Una politica che dica mai a un’economia selvaggia di mercato, mai alla mistica delle finanze a cui non ci si può aggrappare perché sono aria. Un nuovo modo di intendere l’economia, un nuovo protagonismo dei popoli.

E’ cresciuta la coscienza della Laudato si’

Si torna a parlare della Laudato si’, con Petrini convinto che con questo “sconquasso” l’Enciclica “è ancora più attuale di prima”. Sì, conferma il Pontefice, “è cresciuta la coscienza della Laudato si’'". I pescatori di San Benedetto del Tronto che l’anno scorso “mi hanno detto” di aver raccolto in mare “sei tonnellate di plastica in una sola barca”, ricorda, “hanno preso coscienza e hanno capito che dovevano pulire il mare”. E ai petrolieri ricevuti nel 2019 che gli spiegavano che se si mette da parte ora il petrolio “ci sarà una seconda crisi” degli anni Trenta, risponde che è vero, ma “ci vuole la saggezza di fare le cose lentamente, senza togliere il lavoro. Perché il lavoro è come l’aria della nostra cultura, senza il lavoro l’uomo diminuisce...”

Tempo di cambiare

L’ospite gli ricorda che se tutti “auspicano un cambiamento”, dopo la pandemia, purtroppo invece si tende a tornare “agli stessi valori di prima”.

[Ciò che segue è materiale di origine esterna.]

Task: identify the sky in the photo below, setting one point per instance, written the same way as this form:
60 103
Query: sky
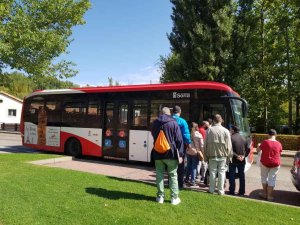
122 39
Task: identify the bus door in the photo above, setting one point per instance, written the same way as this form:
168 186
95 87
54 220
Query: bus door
115 130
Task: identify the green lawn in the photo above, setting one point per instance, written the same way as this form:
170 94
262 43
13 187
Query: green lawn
31 194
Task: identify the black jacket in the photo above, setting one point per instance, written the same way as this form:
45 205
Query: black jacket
239 147
173 135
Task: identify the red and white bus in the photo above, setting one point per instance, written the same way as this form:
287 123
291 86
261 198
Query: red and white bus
114 122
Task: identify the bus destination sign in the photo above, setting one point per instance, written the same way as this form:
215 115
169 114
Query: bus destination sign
181 95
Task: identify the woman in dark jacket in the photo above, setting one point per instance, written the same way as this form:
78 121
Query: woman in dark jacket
240 152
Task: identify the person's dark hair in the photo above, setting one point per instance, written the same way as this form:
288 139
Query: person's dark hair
210 121
272 132
176 109
165 110
235 129
218 118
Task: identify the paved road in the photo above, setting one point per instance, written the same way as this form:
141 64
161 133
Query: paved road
285 192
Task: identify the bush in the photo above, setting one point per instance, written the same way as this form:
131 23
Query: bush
289 142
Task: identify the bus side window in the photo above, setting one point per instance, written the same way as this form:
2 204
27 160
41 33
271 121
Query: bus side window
53 113
93 114
74 114
140 109
32 111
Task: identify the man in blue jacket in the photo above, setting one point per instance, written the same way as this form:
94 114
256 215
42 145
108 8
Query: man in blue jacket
170 158
184 128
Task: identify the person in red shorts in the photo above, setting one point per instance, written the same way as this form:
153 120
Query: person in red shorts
270 164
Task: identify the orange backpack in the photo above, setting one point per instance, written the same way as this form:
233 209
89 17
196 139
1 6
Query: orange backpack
161 144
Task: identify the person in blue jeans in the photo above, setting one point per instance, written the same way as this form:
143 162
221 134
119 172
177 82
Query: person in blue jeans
184 128
240 152
168 160
192 154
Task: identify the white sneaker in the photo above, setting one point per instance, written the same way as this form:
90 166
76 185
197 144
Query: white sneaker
175 201
160 200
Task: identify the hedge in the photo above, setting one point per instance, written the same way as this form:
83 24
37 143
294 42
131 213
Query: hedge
289 142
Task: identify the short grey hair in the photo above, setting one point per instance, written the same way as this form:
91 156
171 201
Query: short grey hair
166 110
218 118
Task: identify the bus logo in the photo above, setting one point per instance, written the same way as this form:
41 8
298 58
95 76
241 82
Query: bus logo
181 95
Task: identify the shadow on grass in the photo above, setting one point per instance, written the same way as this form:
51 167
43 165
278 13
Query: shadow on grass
116 195
282 197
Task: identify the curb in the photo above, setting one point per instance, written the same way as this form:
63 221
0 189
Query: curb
52 161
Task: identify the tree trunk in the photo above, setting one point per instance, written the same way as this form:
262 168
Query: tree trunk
289 78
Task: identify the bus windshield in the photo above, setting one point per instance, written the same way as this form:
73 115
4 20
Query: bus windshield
237 114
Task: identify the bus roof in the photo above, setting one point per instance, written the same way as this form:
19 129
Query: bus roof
142 87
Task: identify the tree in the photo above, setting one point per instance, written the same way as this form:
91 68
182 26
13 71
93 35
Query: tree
199 41
34 32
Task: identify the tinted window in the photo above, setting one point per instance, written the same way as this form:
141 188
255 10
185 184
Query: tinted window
74 114
140 109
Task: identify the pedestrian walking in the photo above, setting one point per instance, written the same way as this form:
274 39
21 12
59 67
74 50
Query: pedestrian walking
192 154
184 128
240 152
202 165
170 158
218 151
270 164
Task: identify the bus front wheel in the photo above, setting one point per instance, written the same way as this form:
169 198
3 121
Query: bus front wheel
73 147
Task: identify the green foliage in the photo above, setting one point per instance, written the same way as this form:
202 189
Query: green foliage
199 41
33 194
34 32
251 45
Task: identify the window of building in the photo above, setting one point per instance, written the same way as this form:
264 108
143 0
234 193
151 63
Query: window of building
12 112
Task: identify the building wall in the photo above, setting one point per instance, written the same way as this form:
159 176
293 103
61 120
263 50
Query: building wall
7 103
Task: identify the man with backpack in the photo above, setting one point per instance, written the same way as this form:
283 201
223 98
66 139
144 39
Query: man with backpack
168 146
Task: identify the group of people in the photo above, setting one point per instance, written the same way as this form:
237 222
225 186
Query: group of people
212 147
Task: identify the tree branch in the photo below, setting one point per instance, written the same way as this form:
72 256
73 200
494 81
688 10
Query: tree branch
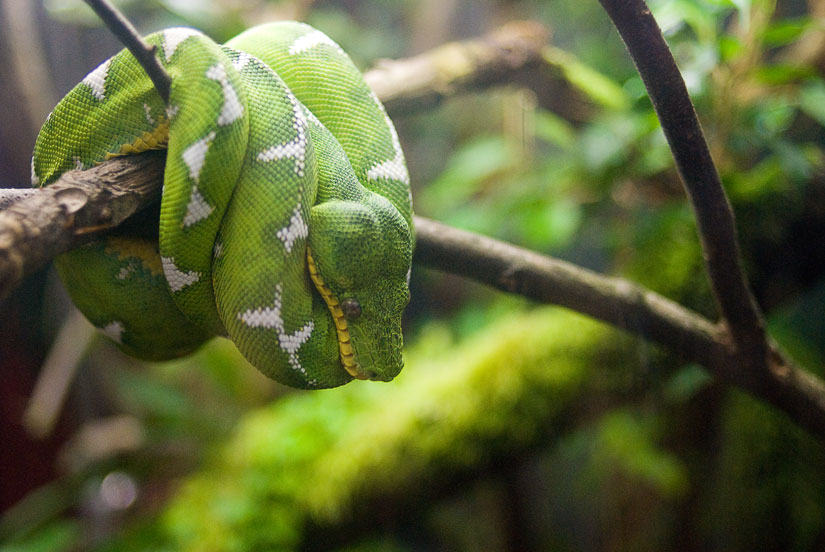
79 207
714 216
123 29
83 205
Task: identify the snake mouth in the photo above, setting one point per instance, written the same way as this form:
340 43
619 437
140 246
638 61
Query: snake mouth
345 350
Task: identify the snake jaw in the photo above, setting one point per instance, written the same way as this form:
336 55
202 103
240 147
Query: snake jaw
346 352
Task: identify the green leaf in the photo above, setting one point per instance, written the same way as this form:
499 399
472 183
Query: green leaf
597 86
786 31
812 100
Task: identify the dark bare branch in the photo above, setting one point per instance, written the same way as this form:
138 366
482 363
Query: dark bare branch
714 215
80 206
123 29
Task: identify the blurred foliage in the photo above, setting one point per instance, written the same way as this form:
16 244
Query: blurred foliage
512 427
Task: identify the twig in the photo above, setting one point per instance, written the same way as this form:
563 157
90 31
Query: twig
515 270
423 81
74 212
123 29
714 215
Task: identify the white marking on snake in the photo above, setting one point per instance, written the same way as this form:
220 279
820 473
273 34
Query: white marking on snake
197 209
242 61
270 317
312 40
35 178
114 331
296 229
148 110
177 278
232 109
173 37
171 111
393 169
96 80
295 148
195 155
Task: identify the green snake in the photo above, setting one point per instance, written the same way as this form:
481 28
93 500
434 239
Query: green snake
286 215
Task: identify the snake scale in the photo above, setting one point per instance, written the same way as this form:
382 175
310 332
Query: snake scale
286 215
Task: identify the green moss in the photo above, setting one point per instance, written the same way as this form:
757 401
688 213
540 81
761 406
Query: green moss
314 457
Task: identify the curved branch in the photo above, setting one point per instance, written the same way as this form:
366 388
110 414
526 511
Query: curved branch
80 206
714 216
123 29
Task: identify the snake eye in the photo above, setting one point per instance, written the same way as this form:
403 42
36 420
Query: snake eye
351 308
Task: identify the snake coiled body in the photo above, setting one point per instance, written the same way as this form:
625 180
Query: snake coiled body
286 218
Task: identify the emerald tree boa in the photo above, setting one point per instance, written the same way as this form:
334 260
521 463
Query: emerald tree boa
286 216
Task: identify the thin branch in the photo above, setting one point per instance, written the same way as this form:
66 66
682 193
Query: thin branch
82 205
423 81
714 216
123 29
625 305
542 278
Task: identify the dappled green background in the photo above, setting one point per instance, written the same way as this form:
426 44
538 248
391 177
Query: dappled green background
513 426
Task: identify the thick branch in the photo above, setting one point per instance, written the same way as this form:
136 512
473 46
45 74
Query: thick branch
625 305
82 205
714 215
77 208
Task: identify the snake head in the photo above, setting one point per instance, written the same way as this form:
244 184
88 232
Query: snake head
362 252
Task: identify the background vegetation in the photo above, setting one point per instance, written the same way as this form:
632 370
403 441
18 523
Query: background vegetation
513 426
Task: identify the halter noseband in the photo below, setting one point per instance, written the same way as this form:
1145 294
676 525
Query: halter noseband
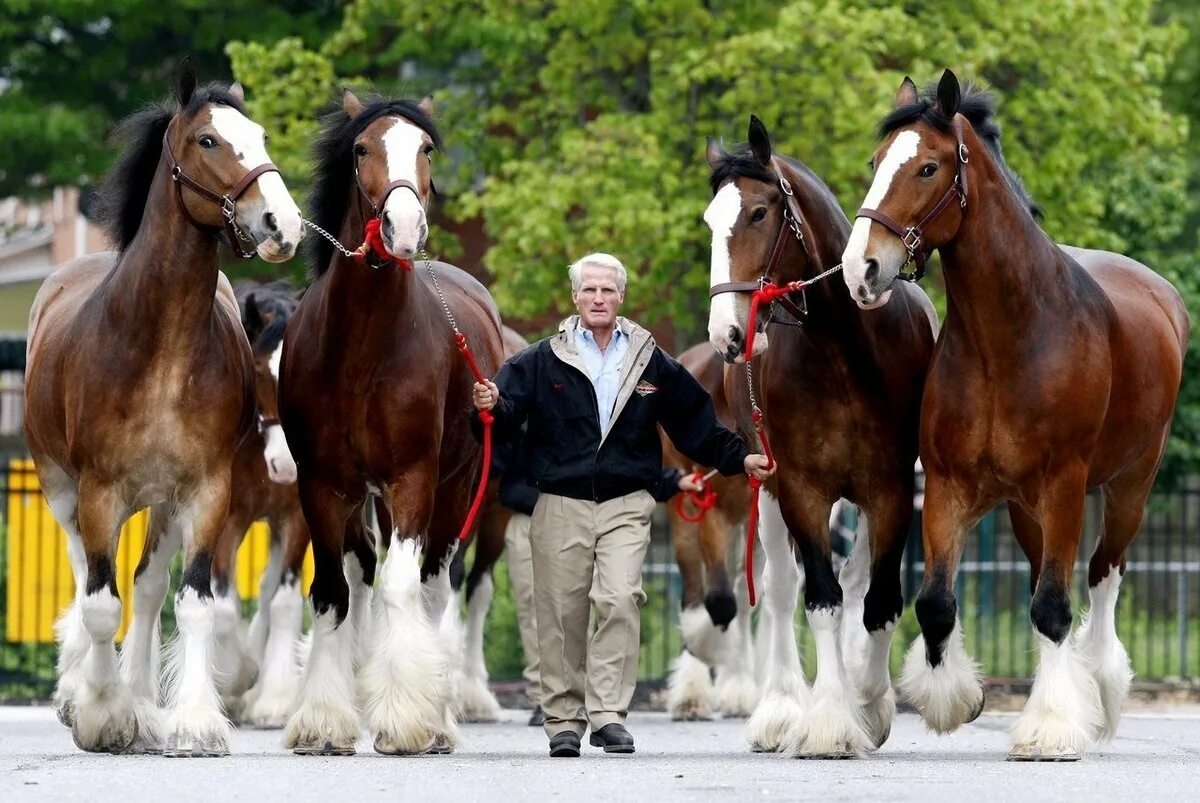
913 235
227 202
792 219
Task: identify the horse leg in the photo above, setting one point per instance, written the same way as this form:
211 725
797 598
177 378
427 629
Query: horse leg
690 685
781 707
832 725
939 678
1099 647
325 721
1063 714
233 671
141 651
479 705
103 719
277 689
61 495
406 679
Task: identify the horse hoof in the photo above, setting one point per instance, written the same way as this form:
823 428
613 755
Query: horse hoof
1035 753
323 748
184 745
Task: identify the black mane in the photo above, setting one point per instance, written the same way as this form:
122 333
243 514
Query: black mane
978 107
334 167
121 197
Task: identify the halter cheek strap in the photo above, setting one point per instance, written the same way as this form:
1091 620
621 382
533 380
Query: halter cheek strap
913 235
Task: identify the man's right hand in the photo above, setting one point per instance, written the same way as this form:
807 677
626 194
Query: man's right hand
486 395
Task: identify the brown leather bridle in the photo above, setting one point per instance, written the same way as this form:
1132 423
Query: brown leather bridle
913 235
227 202
792 219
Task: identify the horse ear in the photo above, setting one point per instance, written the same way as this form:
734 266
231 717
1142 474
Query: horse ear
948 95
907 93
251 319
185 84
713 151
352 103
760 141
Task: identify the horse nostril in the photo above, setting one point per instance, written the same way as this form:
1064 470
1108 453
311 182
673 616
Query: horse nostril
873 271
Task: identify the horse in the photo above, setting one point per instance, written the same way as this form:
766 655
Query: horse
138 388
715 616
375 400
477 703
839 390
264 477
1056 371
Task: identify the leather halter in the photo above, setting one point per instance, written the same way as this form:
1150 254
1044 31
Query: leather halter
791 222
227 202
912 237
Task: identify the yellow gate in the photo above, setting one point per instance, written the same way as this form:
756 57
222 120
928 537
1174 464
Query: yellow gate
40 583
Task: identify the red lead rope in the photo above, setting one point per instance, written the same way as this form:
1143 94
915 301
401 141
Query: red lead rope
486 418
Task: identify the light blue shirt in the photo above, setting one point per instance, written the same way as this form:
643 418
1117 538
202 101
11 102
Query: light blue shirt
604 369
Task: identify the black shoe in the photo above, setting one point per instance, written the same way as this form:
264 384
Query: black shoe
613 738
564 744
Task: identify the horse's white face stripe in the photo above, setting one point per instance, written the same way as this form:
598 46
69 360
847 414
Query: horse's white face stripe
853 258
402 145
721 215
245 137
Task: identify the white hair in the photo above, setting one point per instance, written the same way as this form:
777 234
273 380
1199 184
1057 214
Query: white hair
597 261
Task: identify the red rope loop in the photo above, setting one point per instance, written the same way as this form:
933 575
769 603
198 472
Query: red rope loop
702 502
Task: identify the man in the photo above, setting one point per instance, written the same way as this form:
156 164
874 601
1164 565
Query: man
591 399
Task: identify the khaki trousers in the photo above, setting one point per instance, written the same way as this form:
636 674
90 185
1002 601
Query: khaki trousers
588 553
520 557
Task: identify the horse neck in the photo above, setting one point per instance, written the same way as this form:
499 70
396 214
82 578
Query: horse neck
1000 263
165 283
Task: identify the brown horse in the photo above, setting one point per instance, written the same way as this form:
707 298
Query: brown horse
1056 372
264 477
840 390
138 389
375 400
715 617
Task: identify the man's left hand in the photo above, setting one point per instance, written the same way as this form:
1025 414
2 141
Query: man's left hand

“E’ vero che alcuni stanno lavorando a questo ritorno. Ma noi dobbiamo preparare altro! L’alternativa! E vincere con questa alternativa. (…) Sì, perché in molti si stanno preparando con tre pennellate di vernice per dire poi «Ah, tutto è cambiato!», ma invece niente è cambiato.”

Il Concilio da accettare e la "Teologia della Prosperità"

Il fondatore di “Slow food” sposta l’attenzione sui grandi profeti italiani del secolo scorso, da don Milani a don Mazzolari, da don Tonino Bello ad Arturo Paoli, che “adesso, per fortuna – commenta Papa Francesco - vengono recuperati”, anche grazie al Concilio Vaticano II. Che, lamenta, “non è stato ancora accettato cinquant’anni dopo, da tanta gente che cerca di andare indietro”. Siamo a metà strada, le reazioni più forti, spiega, vengono “da una concezione del liberalismo economico”, simile a quello “del Cristianesimo della Teologia della Prosperità. Quella non è la strada. Anzi, la strada è quella della Teologia della Povertà!”

Vecchi con i giovani, i genitori di oggi sono deboli

Francesco giustifica il suo insistere tanto sul “dialogo fra i vecchi e i giovani” con il fatto che “la generazione dei genitori di oggi”, “con questa cultura del benessere, ha perso la memoria delle radici, ma i vecchi ce l’hanno ancora”. Se questi genitori sono indeboliti da “benessere e consumismo”, alla scuola e all’università spetta il compito di “riprendere i tre linguaggi umani: quello della mente, quello del cuore e quello delle mani. Ma in armonia!”. Altrimenti “formerà tecnici che forse con lo sviluppo saranno sostituiti dall’intelligenza artificiale che non ha cuore e non sa accarezzare”.

L’uomo maturo è quello che gioca coi figli

La chiusura è dedicata ancora all’educazione. Il Pontefice ricorda che un suo “grande professore di filosofia” diceva che “se un uomo non sa giocare con i bambini, non è maturo”. E che lui, da confessore, domandava sempre ai genitori: “Ma lei gioca con i suoi figli?”.

E’ quella, la vera poesia! Se un papà non è poeta, non saprà educare bene il figlio, ma con questa poesia della gratuità, sì.